Anna pursed her babyish lips. “A prison, that’s what it’s been.” Though
undeniably an imposing one: a tree-girdled red-brick colonial, all massive chimneys,
creeping ivy, and black shutters, with a sweeping stone-balustraded terrace
overlooking the lake, slate-colored now under a dull metallic sky.

Anna helped Maureen with her bags. “A hatbox?
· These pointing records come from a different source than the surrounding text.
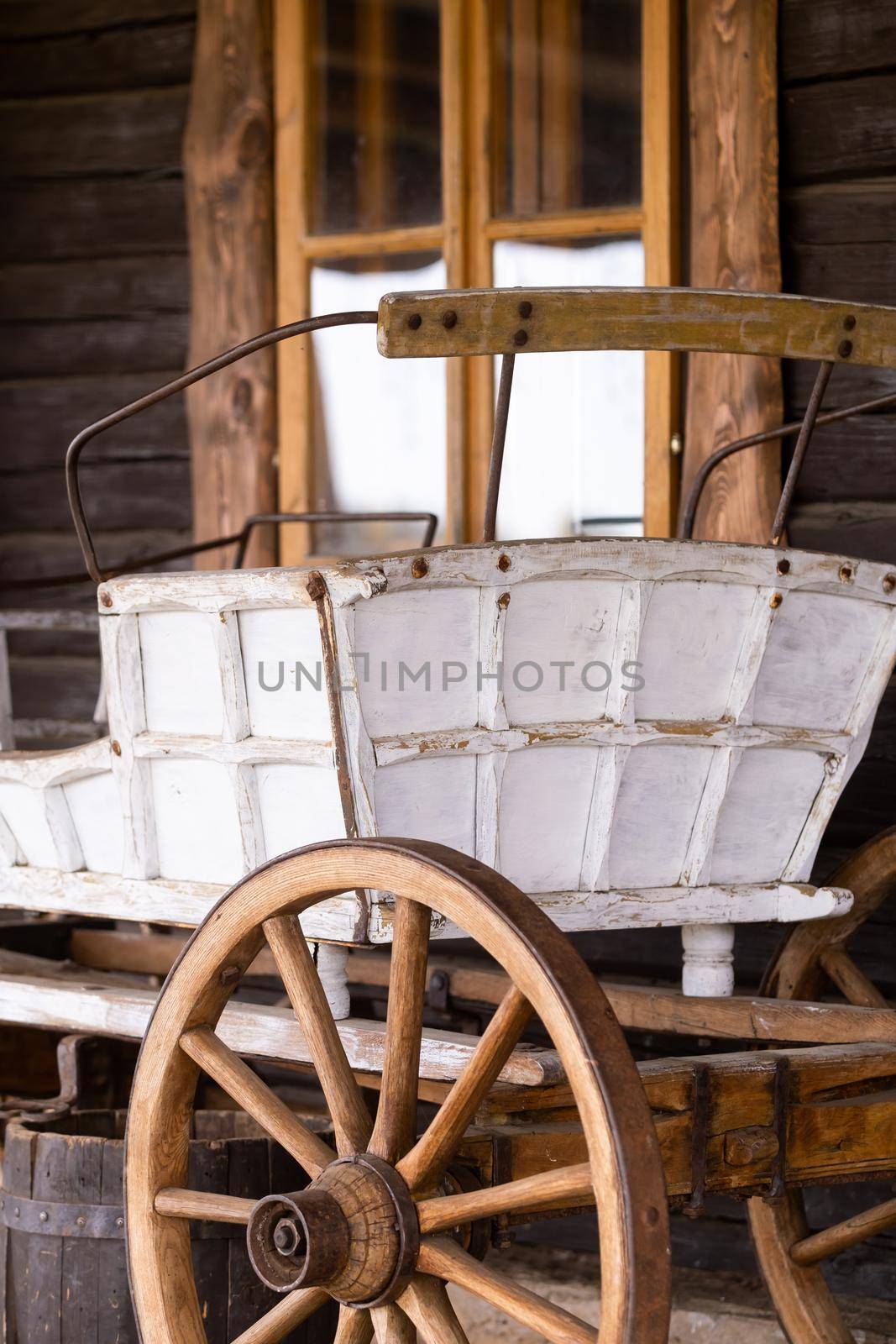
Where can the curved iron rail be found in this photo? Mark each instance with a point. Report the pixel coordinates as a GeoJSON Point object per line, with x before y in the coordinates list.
{"type": "Point", "coordinates": [707, 468]}
{"type": "Point", "coordinates": [160, 394]}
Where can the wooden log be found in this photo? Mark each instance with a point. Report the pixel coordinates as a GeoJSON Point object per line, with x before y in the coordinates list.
{"type": "Point", "coordinates": [821, 38]}
{"type": "Point", "coordinates": [734, 244]}
{"type": "Point", "coordinates": [94, 134]}
{"type": "Point", "coordinates": [228, 163]}
{"type": "Point", "coordinates": [118, 344]}
{"type": "Point", "coordinates": [42, 416]}
{"type": "Point", "coordinates": [45, 18]}
{"type": "Point", "coordinates": [127, 495]}
{"type": "Point", "coordinates": [112, 288]}
{"type": "Point", "coordinates": [839, 128]}
{"type": "Point", "coordinates": [92, 217]}
{"type": "Point", "coordinates": [120, 57]}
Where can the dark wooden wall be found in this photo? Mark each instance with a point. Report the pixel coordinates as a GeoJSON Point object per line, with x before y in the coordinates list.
{"type": "Point", "coordinates": [837, 91]}
{"type": "Point", "coordinates": [93, 302]}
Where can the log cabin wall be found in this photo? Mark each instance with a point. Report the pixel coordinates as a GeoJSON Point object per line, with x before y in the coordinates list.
{"type": "Point", "coordinates": [94, 293]}
{"type": "Point", "coordinates": [837, 127]}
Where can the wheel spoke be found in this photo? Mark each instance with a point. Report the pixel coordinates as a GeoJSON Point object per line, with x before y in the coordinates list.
{"type": "Point", "coordinates": [429, 1158]}
{"type": "Point", "coordinates": [203, 1205]}
{"type": "Point", "coordinates": [289, 1312]}
{"type": "Point", "coordinates": [396, 1113]}
{"type": "Point", "coordinates": [567, 1186]}
{"type": "Point", "coordinates": [391, 1326]}
{"type": "Point", "coordinates": [355, 1327]}
{"type": "Point", "coordinates": [835, 1240]}
{"type": "Point", "coordinates": [257, 1099]}
{"type": "Point", "coordinates": [852, 983]}
{"type": "Point", "coordinates": [351, 1120]}
{"type": "Point", "coordinates": [446, 1260]}
{"type": "Point", "coordinates": [426, 1303]}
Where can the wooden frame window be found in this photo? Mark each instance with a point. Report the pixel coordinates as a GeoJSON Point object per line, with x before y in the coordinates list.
{"type": "Point", "coordinates": [402, 165]}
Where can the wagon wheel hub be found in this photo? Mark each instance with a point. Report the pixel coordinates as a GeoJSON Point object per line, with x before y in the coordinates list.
{"type": "Point", "coordinates": [354, 1231]}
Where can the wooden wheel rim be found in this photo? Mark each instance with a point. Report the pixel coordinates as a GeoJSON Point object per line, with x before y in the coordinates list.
{"type": "Point", "coordinates": [804, 1301]}
{"type": "Point", "coordinates": [624, 1153]}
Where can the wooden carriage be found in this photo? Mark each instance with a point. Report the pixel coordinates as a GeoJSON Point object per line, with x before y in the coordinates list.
{"type": "Point", "coordinates": [631, 732]}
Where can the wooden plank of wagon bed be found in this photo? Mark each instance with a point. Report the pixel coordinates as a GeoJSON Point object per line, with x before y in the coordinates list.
{"type": "Point", "coordinates": [254, 1030]}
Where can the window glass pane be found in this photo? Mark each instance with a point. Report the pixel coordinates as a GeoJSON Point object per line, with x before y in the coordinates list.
{"type": "Point", "coordinates": [574, 461]}
{"type": "Point", "coordinates": [567, 105]}
{"type": "Point", "coordinates": [375, 112]}
{"type": "Point", "coordinates": [379, 423]}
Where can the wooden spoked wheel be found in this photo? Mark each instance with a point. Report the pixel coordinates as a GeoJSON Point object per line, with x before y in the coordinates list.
{"type": "Point", "coordinates": [813, 958]}
{"type": "Point", "coordinates": [372, 1227]}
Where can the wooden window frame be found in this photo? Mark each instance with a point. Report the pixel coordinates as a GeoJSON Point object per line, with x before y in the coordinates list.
{"type": "Point", "coordinates": [465, 239]}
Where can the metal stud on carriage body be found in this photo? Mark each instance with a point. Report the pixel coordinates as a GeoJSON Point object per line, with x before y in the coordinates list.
{"type": "Point", "coordinates": [633, 732]}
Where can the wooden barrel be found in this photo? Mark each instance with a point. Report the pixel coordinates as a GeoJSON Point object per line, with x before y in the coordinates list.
{"type": "Point", "coordinates": [62, 1229]}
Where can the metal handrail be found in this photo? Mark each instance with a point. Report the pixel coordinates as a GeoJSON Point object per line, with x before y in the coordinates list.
{"type": "Point", "coordinates": [160, 394]}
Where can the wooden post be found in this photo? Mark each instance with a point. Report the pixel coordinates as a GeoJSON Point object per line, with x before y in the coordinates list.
{"type": "Point", "coordinates": [734, 245]}
{"type": "Point", "coordinates": [230, 201]}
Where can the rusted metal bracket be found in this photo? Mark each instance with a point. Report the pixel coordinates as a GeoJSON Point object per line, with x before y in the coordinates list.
{"type": "Point", "coordinates": [781, 1106]}
{"type": "Point", "coordinates": [47, 1109]}
{"type": "Point", "coordinates": [699, 1140]}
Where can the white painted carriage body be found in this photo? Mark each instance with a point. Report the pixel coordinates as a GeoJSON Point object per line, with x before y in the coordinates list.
{"type": "Point", "coordinates": [486, 698]}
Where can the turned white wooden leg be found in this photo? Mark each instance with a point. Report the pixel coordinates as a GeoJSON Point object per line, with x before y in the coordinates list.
{"type": "Point", "coordinates": [332, 969]}
{"type": "Point", "coordinates": [708, 969]}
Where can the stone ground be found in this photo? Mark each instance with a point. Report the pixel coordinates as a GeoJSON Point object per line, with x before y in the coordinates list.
{"type": "Point", "coordinates": [707, 1308]}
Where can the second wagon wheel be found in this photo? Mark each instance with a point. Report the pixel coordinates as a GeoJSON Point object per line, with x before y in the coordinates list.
{"type": "Point", "coordinates": [372, 1229]}
{"type": "Point", "coordinates": [812, 958]}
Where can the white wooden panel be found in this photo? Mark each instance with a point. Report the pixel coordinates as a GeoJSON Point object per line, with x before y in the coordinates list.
{"type": "Point", "coordinates": [763, 813]}
{"type": "Point", "coordinates": [817, 655]}
{"type": "Point", "coordinates": [181, 679]}
{"type": "Point", "coordinates": [553, 622]}
{"type": "Point", "coordinates": [24, 813]}
{"type": "Point", "coordinates": [257, 1030]}
{"type": "Point", "coordinates": [9, 850]}
{"type": "Point", "coordinates": [275, 644]}
{"type": "Point", "coordinates": [432, 799]}
{"type": "Point", "coordinates": [123, 671]}
{"type": "Point", "coordinates": [159, 900]}
{"type": "Point", "coordinates": [224, 629]}
{"type": "Point", "coordinates": [197, 823]}
{"type": "Point", "coordinates": [427, 627]}
{"type": "Point", "coordinates": [656, 806]}
{"type": "Point", "coordinates": [300, 804]}
{"type": "Point", "coordinates": [544, 811]}
{"type": "Point", "coordinates": [96, 812]}
{"type": "Point", "coordinates": [689, 647]}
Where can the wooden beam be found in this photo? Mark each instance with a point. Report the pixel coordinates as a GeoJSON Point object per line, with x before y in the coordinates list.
{"type": "Point", "coordinates": [230, 201]}
{"type": "Point", "coordinates": [734, 245]}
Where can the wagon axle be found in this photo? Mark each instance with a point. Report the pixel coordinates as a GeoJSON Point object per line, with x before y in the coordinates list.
{"type": "Point", "coordinates": [354, 1231]}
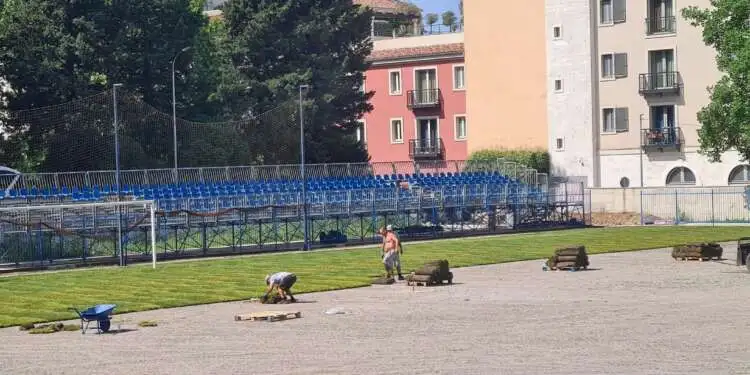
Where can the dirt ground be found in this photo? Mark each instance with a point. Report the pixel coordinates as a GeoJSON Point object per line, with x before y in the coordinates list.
{"type": "Point", "coordinates": [634, 313]}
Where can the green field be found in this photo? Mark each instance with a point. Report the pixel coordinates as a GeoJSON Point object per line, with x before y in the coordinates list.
{"type": "Point", "coordinates": [46, 297]}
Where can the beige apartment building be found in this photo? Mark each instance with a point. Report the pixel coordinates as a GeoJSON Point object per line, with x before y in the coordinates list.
{"type": "Point", "coordinates": [621, 82]}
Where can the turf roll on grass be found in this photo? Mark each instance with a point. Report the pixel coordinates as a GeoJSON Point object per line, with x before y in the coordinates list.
{"type": "Point", "coordinates": [698, 251]}
{"type": "Point", "coordinates": [571, 257]}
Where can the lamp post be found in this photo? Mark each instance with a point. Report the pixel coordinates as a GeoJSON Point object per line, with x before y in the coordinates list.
{"type": "Point", "coordinates": [116, 126]}
{"type": "Point", "coordinates": [306, 243]}
{"type": "Point", "coordinates": [174, 108]}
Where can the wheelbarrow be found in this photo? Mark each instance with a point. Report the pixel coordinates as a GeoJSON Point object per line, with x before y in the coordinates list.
{"type": "Point", "coordinates": [101, 314]}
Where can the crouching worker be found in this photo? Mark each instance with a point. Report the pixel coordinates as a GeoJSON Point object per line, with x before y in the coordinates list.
{"type": "Point", "coordinates": [281, 282]}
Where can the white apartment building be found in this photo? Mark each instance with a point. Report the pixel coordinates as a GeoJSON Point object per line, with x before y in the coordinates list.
{"type": "Point", "coordinates": [626, 79]}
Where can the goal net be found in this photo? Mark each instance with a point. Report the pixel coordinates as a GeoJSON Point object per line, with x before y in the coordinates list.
{"type": "Point", "coordinates": [99, 233]}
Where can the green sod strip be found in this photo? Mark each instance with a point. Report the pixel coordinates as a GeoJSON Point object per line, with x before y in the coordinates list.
{"type": "Point", "coordinates": [45, 297]}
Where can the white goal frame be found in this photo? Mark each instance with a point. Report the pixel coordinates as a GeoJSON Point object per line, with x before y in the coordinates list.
{"type": "Point", "coordinates": [149, 205]}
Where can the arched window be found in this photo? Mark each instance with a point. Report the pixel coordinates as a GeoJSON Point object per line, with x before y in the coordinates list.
{"type": "Point", "coordinates": [740, 175]}
{"type": "Point", "coordinates": [681, 176]}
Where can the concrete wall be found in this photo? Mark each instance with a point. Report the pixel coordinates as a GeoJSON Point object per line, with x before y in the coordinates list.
{"type": "Point", "coordinates": [506, 73]}
{"type": "Point", "coordinates": [570, 111]}
{"type": "Point", "coordinates": [704, 204]}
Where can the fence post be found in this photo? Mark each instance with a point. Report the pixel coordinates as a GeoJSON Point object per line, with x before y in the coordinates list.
{"type": "Point", "coordinates": [676, 208]}
{"type": "Point", "coordinates": [641, 208]}
{"type": "Point", "coordinates": [713, 216]}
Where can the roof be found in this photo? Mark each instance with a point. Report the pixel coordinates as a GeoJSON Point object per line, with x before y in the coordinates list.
{"type": "Point", "coordinates": [438, 50]}
{"type": "Point", "coordinates": [385, 6]}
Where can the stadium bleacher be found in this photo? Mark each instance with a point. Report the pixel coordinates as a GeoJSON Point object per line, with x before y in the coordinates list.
{"type": "Point", "coordinates": [265, 192]}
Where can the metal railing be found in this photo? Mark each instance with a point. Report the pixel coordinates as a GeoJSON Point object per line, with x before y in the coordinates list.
{"type": "Point", "coordinates": [666, 137]}
{"type": "Point", "coordinates": [659, 83]}
{"type": "Point", "coordinates": [423, 98]}
{"type": "Point", "coordinates": [660, 25]}
{"type": "Point", "coordinates": [426, 148]}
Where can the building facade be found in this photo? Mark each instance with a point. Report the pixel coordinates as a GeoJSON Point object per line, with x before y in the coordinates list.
{"type": "Point", "coordinates": [419, 101]}
{"type": "Point", "coordinates": [624, 81]}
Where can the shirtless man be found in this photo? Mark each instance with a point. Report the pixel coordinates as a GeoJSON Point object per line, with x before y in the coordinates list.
{"type": "Point", "coordinates": [391, 248]}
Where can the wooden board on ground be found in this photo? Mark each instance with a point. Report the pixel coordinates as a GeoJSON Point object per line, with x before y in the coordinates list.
{"type": "Point", "coordinates": [270, 316]}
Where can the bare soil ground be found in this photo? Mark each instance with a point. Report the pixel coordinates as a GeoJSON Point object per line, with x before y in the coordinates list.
{"type": "Point", "coordinates": [634, 313]}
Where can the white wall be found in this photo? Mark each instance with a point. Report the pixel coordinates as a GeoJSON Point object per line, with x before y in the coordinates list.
{"type": "Point", "coordinates": [656, 167]}
{"type": "Point", "coordinates": [570, 113]}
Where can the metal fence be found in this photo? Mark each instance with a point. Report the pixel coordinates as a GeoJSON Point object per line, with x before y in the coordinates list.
{"type": "Point", "coordinates": [710, 205]}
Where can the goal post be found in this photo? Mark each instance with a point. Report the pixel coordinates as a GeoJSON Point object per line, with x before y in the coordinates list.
{"type": "Point", "coordinates": [66, 232]}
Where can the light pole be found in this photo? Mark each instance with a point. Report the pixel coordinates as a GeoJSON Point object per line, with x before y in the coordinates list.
{"type": "Point", "coordinates": [116, 126]}
{"type": "Point", "coordinates": [306, 244]}
{"type": "Point", "coordinates": [174, 108]}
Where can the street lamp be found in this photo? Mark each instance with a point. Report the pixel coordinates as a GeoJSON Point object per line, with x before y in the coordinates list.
{"type": "Point", "coordinates": [306, 243]}
{"type": "Point", "coordinates": [174, 107]}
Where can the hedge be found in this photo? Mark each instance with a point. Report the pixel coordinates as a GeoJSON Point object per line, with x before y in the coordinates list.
{"type": "Point", "coordinates": [533, 158]}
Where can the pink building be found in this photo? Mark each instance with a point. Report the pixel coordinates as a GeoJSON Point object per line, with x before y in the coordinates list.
{"type": "Point", "coordinates": [420, 100]}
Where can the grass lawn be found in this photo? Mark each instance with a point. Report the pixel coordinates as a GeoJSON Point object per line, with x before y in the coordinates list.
{"type": "Point", "coordinates": [43, 297]}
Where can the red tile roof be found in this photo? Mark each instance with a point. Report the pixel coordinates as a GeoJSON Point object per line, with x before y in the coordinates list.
{"type": "Point", "coordinates": [386, 6]}
{"type": "Point", "coordinates": [417, 52]}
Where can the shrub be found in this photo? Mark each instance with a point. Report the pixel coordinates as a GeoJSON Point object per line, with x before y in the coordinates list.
{"type": "Point", "coordinates": [533, 158]}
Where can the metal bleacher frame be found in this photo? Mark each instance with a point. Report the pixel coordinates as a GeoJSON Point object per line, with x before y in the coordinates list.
{"type": "Point", "coordinates": [205, 211]}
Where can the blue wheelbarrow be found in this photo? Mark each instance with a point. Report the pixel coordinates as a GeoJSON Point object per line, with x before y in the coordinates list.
{"type": "Point", "coordinates": [101, 314]}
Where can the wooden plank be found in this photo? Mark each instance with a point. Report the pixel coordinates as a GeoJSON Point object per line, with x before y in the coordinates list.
{"type": "Point", "coordinates": [271, 316]}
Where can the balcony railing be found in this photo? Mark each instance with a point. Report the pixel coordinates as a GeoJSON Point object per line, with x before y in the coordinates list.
{"type": "Point", "coordinates": [659, 83]}
{"type": "Point", "coordinates": [660, 139]}
{"type": "Point", "coordinates": [426, 148]}
{"type": "Point", "coordinates": [660, 25]}
{"type": "Point", "coordinates": [423, 98]}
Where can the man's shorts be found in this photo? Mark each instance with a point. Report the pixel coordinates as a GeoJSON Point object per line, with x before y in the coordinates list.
{"type": "Point", "coordinates": [288, 281]}
{"type": "Point", "coordinates": [390, 259]}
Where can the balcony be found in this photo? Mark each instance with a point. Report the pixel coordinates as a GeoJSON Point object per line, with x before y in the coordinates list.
{"type": "Point", "coordinates": [423, 98]}
{"type": "Point", "coordinates": [668, 138]}
{"type": "Point", "coordinates": [659, 83]}
{"type": "Point", "coordinates": [426, 148]}
{"type": "Point", "coordinates": [660, 25]}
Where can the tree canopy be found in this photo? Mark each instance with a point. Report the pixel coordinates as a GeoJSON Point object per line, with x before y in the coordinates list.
{"type": "Point", "coordinates": [725, 121]}
{"type": "Point", "coordinates": [56, 51]}
{"type": "Point", "coordinates": [281, 45]}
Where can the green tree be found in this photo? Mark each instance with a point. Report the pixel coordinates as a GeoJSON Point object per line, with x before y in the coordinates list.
{"type": "Point", "coordinates": [724, 121]}
{"type": "Point", "coordinates": [281, 45]}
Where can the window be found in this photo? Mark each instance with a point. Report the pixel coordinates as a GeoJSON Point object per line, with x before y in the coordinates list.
{"type": "Point", "coordinates": [394, 82]}
{"type": "Point", "coordinates": [605, 12]}
{"type": "Point", "coordinates": [559, 144]}
{"type": "Point", "coordinates": [459, 77]}
{"type": "Point", "coordinates": [557, 32]}
{"type": "Point", "coordinates": [611, 11]}
{"type": "Point", "coordinates": [397, 130]}
{"type": "Point", "coordinates": [681, 176]}
{"type": "Point", "coordinates": [460, 131]}
{"type": "Point", "coordinates": [558, 85]}
{"type": "Point", "coordinates": [740, 175]}
{"type": "Point", "coordinates": [614, 120]}
{"type": "Point", "coordinates": [614, 65]}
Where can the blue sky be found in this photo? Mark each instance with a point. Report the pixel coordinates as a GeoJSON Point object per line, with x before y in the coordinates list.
{"type": "Point", "coordinates": [437, 6]}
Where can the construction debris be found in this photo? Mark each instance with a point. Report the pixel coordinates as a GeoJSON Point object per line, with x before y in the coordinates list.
{"type": "Point", "coordinates": [269, 316]}
{"type": "Point", "coordinates": [697, 251]}
{"type": "Point", "coordinates": [572, 258]}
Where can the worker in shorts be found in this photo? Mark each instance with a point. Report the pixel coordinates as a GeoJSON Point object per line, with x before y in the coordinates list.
{"type": "Point", "coordinates": [282, 282]}
{"type": "Point", "coordinates": [391, 251]}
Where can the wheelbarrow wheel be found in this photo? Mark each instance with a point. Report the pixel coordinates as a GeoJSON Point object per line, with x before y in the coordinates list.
{"type": "Point", "coordinates": [104, 325]}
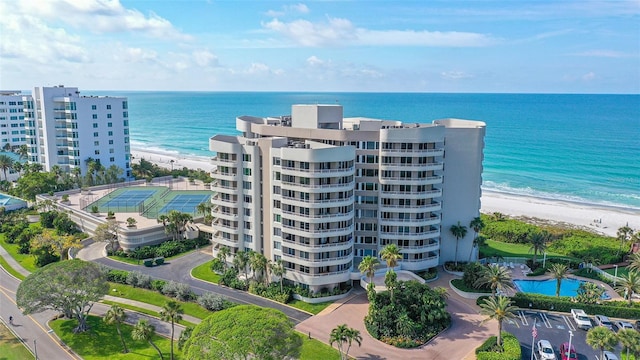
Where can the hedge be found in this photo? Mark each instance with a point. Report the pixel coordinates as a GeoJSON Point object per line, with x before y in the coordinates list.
{"type": "Point", "coordinates": [563, 304]}
{"type": "Point", "coordinates": [510, 348]}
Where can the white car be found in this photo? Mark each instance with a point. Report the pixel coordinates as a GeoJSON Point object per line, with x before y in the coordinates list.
{"type": "Point", "coordinates": [608, 355]}
{"type": "Point", "coordinates": [545, 350]}
{"type": "Point", "coordinates": [624, 325]}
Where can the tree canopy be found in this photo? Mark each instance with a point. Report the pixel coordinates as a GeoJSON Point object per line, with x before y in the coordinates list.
{"type": "Point", "coordinates": [243, 332]}
{"type": "Point", "coordinates": [70, 287]}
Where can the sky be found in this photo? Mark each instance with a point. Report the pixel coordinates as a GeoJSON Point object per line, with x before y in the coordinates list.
{"type": "Point", "coordinates": [479, 46]}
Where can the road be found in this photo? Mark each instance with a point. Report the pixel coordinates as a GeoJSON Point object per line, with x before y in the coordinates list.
{"type": "Point", "coordinates": [179, 270]}
{"type": "Point", "coordinates": [552, 326]}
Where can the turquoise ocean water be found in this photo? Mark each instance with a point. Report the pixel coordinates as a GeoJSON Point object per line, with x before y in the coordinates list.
{"type": "Point", "coordinates": [582, 148]}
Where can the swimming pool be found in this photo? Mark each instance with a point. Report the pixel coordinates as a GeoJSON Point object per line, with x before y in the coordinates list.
{"type": "Point", "coordinates": [569, 287]}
Don’t tell me women wear
hats in the wilds of New Mexico.”

Maureen smiled. “I don’t use it for hats.” In the foyer she unstrapped the lid
and carefully lifted out a heavy receptacle. “One of my replicas of a Cochiti
polychrome storage jar.” Globe-shaped, with a short tapering neck about as wide as
a fist, it was decorated with a bird motif between bands of brilliant black and red.
“The perforated stopper’s my own concession to modernity, so it can be used for a
variety of purposes.”

Anna gushed over the workmanship but when she would have examined it
more closely Maureen stopped her with a laugh. “No, no, mustn’t touch. It’s a gift
for Carter.”

“For Carter?”
“Oh, I have something for you, too, but I thought Carter might be less
antagonistic—if I brought him something special. You wrote about his passion for
rock candy. Well, the jar’s full of rock candy.”